Dubai hotels saw average occupancy rates of more than 85% in January, the highest in the Middle East and North Africa, but room rates and revenues continued to slip, according to new figures.

EY's January 2017 MENA Hotel Benchmark Survey report said the emirate also posted the highest revenue per available room (RevPAR) at $246, over three times the average RevPAR recorded in other MENA cities.
But while beach hotels were the top RevPAR performers, Dubai’s hospitality market saw average room rates and RevPAR drop 8.1% and 7.3% respectively compared to a year earlier, which could be a result of an oversupply of rooms, the report said.

Dubai beach hotels had the highest RevPAR of $343, while city-based hotels in Dubai recorded the highest occupancy at 87.6 %, it added.

Elsewhere, Abu Dhabi’s hospitality market maintained a strong occupancy of 77% in January but witnessed a decrease in RevPAR and ADR of 11.8% and 10.6% when compared to the same month last year.

In Saudi Arabia, the EY report said Riyadh and Jeddah’s hospitality markets witnessed a drop in RevPAR by 22.6% and 27.5 % respectively, driven by a decreased number of conferences and exhibitions due to corporate spending cuts in both the public and private sectors.

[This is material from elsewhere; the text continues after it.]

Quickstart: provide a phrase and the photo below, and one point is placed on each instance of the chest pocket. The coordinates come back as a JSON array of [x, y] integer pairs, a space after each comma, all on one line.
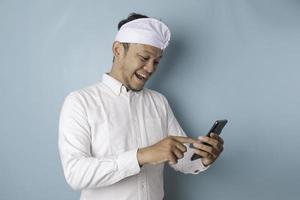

EY said the MENA hospitality market is expected to continue the trend of a softer performance as compared to the previous years on account of the overall macro-economic environment.

Yousef Wahbah, MENA head of transaction real estate at EY said: “Overall, the majority of the hospitality market across the Middle East witnessed a decrease in key performance indicators in January when compared to the same month last year. In the GCC, all markets except Kuwait recorded lower revenue per average room (RevPAR), reflecting the slowdown in performance witnessed across the wider MENA region."